大数据之Flume进阶
1 案例1.1 配置单个流1.1.1 实时读取本地文件到HDFS案例# Name the components on this agenta1.sources = r2a1.sinks = k2a1.channels = c2# Describe/configure the sourcea1.sources.r2.type = execa1.sources.r2.command...
1 Flume事务
2 Flume Agent内部原理
- Source接收到数据后,将数据封装成Event,Source绑定了一个Channel Processor,将Event发送给Channel Processor。
- Channel Processor首先会调用拦截器链对Event进行处理,处理完后再调用Channel Selector返回写入Event的Channel列表。
- 根据Channel Selector返回的Channel列表,将Event写入相应的Channel。
- SinkProcessor选择Sink从Channel中获取Event。
2.1 ChannelSelector
ChannelSelector 的作用就是选出 Event 将要被发往哪个 Channel。其共有两种类型,分别是 Replicating
(复制)和 Multiplexing
(多路复用)。ReplicatingSelector 会将同一个 Event 发往所有的 Channel, Multiplexing 会根据相应的原则,将不同的 Event 发往不同的 Channel。
2.1.1 Replicating Channel Selector
属性名 | 默认值 | 说明 |
---|---|---|
selector.type | replicating | 默认replicating,可用replicating或multiplexing |
selector.optional | - | 可选的通道 |
例:
a1.sources = r1
a1.channels = c1 c2 c3
a1.sources.r1.channels = c1 c2 c3
a1.sources.r1.selector.type = replicating
a1.sources.r1.selector.optional = c3
c3是可选通道,写入c3的失败将被忽略。由于c1和c2没有标记为可选,因此无法写入这些通道将导致事务失败。
2.1.2 Multiplexing Channel Selector
属性名 | 默认值 | 说明 |
---|---|---|
selector.type | replicating | 默认replicating,可用replicating或multiplexing |
selector.header | flume.selector.header | event header部分配置的属性名称,用于获取属性值指定通道 |
selector.default | - | 在event header部分配置的属性值没有被匹配映射时的默认通道 |
selector.mapping.* | - | 指定event header部分配置的属性的值映射到哪些通道 |
多路复用选择具有另一组属性,以使流分叉。这需要指定Event属性到通道集合的映射。选择器检查Event Header中的每个已配置属性。如果它与指定值匹配,那么该事件将发送到映射到该值的所有通道。
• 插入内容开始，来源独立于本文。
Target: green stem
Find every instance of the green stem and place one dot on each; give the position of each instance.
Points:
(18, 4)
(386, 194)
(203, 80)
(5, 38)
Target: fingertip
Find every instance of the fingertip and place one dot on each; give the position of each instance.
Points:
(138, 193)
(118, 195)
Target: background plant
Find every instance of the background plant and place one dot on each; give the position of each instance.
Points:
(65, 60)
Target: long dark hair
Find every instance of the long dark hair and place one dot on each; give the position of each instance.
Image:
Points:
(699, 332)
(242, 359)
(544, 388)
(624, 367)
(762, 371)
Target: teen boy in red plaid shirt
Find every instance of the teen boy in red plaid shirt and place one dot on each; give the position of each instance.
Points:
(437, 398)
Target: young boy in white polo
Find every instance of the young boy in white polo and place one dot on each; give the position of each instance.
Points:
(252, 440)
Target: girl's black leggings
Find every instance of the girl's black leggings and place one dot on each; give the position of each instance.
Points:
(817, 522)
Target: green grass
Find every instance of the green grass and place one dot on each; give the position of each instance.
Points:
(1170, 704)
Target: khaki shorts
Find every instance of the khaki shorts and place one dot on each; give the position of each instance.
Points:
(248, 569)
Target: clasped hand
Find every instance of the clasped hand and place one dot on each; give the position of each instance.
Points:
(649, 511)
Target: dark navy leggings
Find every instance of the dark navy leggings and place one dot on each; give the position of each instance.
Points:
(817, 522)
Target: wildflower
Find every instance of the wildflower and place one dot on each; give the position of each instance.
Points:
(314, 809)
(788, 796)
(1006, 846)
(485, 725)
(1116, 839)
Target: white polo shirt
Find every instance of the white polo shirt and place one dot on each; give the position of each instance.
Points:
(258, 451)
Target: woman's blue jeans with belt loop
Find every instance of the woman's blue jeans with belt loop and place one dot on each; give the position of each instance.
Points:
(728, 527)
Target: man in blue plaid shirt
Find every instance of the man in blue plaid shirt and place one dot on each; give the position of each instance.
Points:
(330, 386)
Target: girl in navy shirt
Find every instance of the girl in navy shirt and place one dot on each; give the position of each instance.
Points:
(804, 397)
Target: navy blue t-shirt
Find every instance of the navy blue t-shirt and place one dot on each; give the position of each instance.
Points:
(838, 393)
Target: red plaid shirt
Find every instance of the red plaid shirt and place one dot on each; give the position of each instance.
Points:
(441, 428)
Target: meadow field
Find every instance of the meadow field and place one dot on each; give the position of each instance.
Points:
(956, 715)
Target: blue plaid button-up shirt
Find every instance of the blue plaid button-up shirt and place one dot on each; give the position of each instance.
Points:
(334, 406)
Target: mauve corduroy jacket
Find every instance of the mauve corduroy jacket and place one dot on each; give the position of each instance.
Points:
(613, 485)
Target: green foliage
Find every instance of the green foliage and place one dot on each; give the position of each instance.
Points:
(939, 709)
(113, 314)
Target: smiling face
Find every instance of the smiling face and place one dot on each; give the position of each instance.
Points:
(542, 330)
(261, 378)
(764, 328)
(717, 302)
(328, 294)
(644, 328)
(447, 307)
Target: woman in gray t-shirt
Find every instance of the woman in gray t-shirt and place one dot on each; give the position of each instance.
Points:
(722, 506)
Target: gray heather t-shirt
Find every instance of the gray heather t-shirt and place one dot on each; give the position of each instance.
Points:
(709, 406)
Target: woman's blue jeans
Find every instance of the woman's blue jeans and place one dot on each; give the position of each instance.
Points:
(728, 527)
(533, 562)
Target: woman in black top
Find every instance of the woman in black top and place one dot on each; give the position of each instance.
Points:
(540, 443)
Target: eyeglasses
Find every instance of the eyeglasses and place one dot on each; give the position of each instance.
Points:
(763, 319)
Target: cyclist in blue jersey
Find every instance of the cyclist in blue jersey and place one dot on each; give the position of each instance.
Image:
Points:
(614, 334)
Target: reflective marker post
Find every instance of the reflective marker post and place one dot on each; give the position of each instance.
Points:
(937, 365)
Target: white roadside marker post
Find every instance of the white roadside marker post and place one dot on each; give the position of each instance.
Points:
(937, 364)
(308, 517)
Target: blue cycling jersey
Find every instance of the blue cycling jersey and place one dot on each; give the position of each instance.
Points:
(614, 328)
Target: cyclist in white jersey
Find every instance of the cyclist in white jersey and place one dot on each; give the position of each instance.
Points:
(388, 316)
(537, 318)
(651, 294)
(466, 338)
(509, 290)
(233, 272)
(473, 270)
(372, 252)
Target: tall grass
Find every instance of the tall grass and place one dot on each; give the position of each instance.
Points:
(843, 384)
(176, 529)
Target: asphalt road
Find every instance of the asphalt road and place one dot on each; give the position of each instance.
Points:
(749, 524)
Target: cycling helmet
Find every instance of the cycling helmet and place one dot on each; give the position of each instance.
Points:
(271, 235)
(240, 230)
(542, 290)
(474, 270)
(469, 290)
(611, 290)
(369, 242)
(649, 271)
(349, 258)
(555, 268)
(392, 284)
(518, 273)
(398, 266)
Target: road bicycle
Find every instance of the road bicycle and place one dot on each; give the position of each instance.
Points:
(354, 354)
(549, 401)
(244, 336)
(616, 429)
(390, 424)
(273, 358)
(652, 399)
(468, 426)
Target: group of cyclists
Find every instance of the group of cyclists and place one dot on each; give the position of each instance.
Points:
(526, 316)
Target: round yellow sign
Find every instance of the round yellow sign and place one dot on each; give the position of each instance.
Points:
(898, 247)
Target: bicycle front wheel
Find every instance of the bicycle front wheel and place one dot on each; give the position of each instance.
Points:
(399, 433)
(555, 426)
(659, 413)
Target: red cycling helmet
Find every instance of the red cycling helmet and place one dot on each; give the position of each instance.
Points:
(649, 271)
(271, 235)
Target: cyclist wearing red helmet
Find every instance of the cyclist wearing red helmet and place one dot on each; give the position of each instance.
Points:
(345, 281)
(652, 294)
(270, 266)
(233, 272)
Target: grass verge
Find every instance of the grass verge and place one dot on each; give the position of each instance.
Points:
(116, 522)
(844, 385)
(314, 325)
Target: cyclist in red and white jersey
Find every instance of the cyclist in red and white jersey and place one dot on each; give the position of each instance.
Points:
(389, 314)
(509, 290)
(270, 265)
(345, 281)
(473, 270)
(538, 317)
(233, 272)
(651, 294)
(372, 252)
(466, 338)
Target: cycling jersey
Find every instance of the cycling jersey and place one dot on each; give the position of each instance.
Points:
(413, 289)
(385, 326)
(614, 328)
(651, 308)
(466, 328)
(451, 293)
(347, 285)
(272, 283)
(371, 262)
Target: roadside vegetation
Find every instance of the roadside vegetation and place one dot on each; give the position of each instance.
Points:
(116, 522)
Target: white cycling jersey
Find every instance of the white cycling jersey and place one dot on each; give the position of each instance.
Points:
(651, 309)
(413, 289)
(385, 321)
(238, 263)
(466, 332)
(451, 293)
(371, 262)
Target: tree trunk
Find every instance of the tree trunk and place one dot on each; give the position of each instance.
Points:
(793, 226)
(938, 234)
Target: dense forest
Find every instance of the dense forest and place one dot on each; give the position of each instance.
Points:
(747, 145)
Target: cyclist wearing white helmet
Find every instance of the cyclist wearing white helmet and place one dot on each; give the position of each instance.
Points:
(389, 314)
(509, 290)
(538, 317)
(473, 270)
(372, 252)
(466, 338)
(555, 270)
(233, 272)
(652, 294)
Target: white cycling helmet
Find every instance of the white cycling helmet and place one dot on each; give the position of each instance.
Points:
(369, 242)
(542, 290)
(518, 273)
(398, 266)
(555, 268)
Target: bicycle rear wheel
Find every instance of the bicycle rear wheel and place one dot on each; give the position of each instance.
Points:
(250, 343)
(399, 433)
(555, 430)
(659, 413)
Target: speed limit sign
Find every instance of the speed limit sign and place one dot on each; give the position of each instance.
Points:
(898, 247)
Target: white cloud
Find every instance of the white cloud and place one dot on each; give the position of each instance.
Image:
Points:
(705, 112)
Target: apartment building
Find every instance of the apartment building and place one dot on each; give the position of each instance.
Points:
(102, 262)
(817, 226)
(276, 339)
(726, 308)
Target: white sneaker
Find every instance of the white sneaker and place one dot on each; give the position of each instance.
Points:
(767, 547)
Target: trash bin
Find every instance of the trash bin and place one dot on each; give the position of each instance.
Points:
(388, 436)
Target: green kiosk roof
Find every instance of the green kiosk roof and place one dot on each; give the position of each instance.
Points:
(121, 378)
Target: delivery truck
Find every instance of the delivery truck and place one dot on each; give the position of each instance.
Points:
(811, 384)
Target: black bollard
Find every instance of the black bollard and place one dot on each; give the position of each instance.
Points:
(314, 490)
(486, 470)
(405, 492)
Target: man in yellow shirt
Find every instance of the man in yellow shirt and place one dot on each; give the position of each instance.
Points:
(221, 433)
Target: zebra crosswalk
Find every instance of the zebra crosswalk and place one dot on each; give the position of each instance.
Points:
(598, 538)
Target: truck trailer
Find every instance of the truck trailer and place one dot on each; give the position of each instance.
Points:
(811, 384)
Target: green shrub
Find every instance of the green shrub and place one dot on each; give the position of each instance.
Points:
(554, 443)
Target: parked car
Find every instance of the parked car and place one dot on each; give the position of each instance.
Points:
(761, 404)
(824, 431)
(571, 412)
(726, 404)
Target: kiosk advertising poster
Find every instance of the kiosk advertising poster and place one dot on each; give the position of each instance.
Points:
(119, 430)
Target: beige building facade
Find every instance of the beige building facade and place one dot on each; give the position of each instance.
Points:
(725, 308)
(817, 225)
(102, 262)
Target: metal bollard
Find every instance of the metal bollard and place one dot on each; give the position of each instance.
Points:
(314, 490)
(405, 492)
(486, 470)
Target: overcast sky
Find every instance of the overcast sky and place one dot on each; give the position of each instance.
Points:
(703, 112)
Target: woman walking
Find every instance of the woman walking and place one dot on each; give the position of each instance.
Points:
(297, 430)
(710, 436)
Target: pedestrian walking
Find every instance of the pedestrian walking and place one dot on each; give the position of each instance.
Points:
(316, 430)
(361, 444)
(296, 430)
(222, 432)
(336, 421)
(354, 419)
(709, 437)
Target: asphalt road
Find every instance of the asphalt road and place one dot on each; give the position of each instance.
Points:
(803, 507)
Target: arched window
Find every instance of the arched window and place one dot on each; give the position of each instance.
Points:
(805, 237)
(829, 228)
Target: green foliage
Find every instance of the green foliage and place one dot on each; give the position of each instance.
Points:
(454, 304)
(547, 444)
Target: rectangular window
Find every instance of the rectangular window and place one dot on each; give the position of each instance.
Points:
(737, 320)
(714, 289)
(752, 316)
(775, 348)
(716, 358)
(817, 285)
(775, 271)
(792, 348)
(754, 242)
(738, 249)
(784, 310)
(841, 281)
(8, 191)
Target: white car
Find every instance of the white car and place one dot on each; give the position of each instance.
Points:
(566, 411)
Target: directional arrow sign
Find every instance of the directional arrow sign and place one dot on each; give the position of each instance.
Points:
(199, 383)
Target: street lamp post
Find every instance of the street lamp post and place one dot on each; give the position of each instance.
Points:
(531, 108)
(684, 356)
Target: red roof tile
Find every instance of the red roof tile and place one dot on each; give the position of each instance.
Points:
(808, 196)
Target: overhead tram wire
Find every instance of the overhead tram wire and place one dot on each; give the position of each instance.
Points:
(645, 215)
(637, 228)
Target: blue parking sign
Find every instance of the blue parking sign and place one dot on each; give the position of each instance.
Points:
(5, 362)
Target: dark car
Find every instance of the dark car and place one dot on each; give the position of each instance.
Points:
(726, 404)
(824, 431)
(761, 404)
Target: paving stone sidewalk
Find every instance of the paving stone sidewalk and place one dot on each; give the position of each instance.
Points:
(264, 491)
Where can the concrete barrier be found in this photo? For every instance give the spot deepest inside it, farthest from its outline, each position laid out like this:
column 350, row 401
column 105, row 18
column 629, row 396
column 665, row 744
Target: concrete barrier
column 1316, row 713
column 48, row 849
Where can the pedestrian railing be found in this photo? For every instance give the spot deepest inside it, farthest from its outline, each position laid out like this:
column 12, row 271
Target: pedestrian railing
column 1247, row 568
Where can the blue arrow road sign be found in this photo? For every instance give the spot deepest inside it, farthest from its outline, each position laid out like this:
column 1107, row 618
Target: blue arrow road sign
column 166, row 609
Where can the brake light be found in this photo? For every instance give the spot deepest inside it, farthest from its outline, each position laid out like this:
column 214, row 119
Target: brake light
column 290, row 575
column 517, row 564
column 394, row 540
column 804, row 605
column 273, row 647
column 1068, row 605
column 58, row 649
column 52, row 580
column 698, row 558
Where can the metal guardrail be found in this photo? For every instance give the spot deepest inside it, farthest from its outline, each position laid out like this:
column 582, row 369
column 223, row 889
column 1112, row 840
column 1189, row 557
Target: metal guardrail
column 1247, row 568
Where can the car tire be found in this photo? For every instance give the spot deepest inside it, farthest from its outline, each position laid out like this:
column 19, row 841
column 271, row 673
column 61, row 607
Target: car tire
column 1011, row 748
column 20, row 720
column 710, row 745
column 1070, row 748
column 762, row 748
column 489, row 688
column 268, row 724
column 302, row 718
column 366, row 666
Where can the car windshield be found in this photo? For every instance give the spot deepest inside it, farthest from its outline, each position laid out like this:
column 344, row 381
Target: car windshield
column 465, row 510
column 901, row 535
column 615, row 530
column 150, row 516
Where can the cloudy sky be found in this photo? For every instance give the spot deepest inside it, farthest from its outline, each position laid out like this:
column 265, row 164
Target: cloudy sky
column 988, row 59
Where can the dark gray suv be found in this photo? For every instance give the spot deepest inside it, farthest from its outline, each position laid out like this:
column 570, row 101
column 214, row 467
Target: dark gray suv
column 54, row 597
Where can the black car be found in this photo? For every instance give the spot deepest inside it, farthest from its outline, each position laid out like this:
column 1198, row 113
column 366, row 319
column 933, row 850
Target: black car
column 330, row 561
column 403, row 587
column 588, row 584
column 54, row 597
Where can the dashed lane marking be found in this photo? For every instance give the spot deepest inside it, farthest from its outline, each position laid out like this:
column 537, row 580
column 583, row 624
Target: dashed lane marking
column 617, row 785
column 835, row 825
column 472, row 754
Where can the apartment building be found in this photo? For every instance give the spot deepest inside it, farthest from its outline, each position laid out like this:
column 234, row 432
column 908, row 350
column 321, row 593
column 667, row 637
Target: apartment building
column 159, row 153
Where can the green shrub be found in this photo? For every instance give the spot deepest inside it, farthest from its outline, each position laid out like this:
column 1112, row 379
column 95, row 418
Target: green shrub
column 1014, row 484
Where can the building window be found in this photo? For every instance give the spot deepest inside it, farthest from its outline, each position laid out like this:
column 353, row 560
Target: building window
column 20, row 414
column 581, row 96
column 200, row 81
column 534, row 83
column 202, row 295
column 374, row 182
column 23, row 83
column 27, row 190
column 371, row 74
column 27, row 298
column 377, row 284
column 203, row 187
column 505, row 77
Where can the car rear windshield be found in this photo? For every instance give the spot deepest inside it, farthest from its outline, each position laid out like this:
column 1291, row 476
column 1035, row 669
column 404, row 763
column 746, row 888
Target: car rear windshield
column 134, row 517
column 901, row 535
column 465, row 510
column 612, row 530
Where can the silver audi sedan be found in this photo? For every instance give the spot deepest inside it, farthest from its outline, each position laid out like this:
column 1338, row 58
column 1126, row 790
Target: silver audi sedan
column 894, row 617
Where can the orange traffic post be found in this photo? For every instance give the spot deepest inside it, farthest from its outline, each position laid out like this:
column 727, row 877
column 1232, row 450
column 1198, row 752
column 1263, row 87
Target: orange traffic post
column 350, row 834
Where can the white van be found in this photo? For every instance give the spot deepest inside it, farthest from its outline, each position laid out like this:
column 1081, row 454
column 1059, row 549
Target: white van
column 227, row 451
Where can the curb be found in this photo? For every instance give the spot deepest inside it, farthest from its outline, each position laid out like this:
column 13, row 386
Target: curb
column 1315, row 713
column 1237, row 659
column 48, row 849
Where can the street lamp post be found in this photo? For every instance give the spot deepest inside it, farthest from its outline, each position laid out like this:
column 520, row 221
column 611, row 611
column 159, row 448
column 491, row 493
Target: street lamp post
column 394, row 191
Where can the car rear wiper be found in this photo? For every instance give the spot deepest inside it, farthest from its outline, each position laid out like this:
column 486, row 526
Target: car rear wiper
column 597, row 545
如果没有匹配项,则将事件发送到配置为默认值的一组通道。
例:
agent_foo.sources = avro-AppSrv-source1
agent_foo.sources.avro-AppSrv-source1.selector.type = multiplexing
# header部分被selector识别的属性名称
agent_foo.sources.avro-AppSrv-source1.selector.header = State
agent_foo.sources.avro-AppSrv-source1.selector.mapping.CA = mem-channel-1
agent_foo.sources.avro-AppSrv-source1.selector.mapping.AZ = file-channel-2
agent_foo.sources.avro-AppSrv-source1.selector.mapping.NY = mem-channel-1 file-channel-2
agent_foo.sources.avro-AppSrv-source1.selector.default = mem-channel-1
选择器会扫描Event Header的属性State
,如果值为CA,则将其发送到mem-channel-1
;如果其值为AZ,则将其发送到file-channel-2
;如果值为NY,则两者都发送,如果未设置State
标头或不匹配这三个标头中的任何一个,则它将转到指定为default
的mem-channel-1
。
选择器还支持可选通道。要为标头指定可选通道,可通过以下方式使用config参数“ optional”:
# channel selector configuration
agent_foo.sources.avro-AppSrv-source1.selector.type = multiplexing
agent_foo.sources.avro-AppSrv-source1.selector.header = State
agent_foo.sources.avro-AppSrv-source1.selector.mapping.CA = mem-channel-1
agent_foo.sources.avro-AppSrv-source1.selector.mapping.AZ = file-channel-2
agent_foo.sources.avro-AppSrv-source1.selector.mapping.NY = mem-channel-1 file-channel-2
agent_foo.sources.avro-AppSrv-source1.selector.optional.CA = mem-channel-1 file-channel-2
agent_foo.sources.avro-AppSrv-source1.selector.mapping.AZ = file-channel-2
agent_foo.sources.avro-AppSrv-source1.selector.default = mem-channel-1
- 选择器将首先尝试写入required通道,如果其中一个通道消费Event失败将导致事务失败,事务将在所有required通道上重试。一旦所有required通道成功消费了Event,选择器将尝试写入所有可选通道,任何可选通道未能消费事件都将被忽略,不会重试。
- 如果可选通道和特定标头的required通道之间存在重叠,则认为该通道是required的,并且该通道中的故障将导致重试整个required通道集。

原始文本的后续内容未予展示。